Thursday, March 4, 2010

Many Shades of Green

Coverage of a single story can vary greatly depending on an organization's editorial guidance. As seen with Coca-Cola's release of environmentally friendly bottles, two newspapers can approach the same topic with different questions, biases and focuses. In the coverage of Coca-Cola's green bottles, The Wall Street Journal and Recycling Today reported using two principles: the bottom line and the environment, respectively.

Surprisingly, the dissimilar publications make similar mistakes. One main editorial issue arose consistently: an overuse of Coca-Cola representatives.

This editorial missteps appears in Chris Herring's
The Wall Street Journal article, "Coke's New Bottle Is Part Plant." Herring's reporting is lazy and unfounded, using Coca-Cola's spokeswoman comments to fill a majority of the article. The entire first half of the article references the spokeswoman, who only acknowledges positive aspects of new bottle. Coca-Cola naysayers do not appear until the second half of the article.
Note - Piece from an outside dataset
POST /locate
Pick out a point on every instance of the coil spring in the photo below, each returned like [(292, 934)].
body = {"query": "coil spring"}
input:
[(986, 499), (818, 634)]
Recycling Today, a publication driven by environmental ideals, makes a similar error to The Wall Street Journal. Recycling Today writer Dan Sandoval's article "The Real Thing" states that "in steps large and small...the company is helping boost recycling." That phrase parrots a recent Coca-Cola spokeswoman. This is a very interesting stance as environmental experts have criticized the move as a public relations stunt.

While it would be easy to accuse The Wall Street Journal of being a corporate trumpet, Recycling Today shows that the overuse of representative comments without verification is not a biased approached. Rather, it is lazy reporting.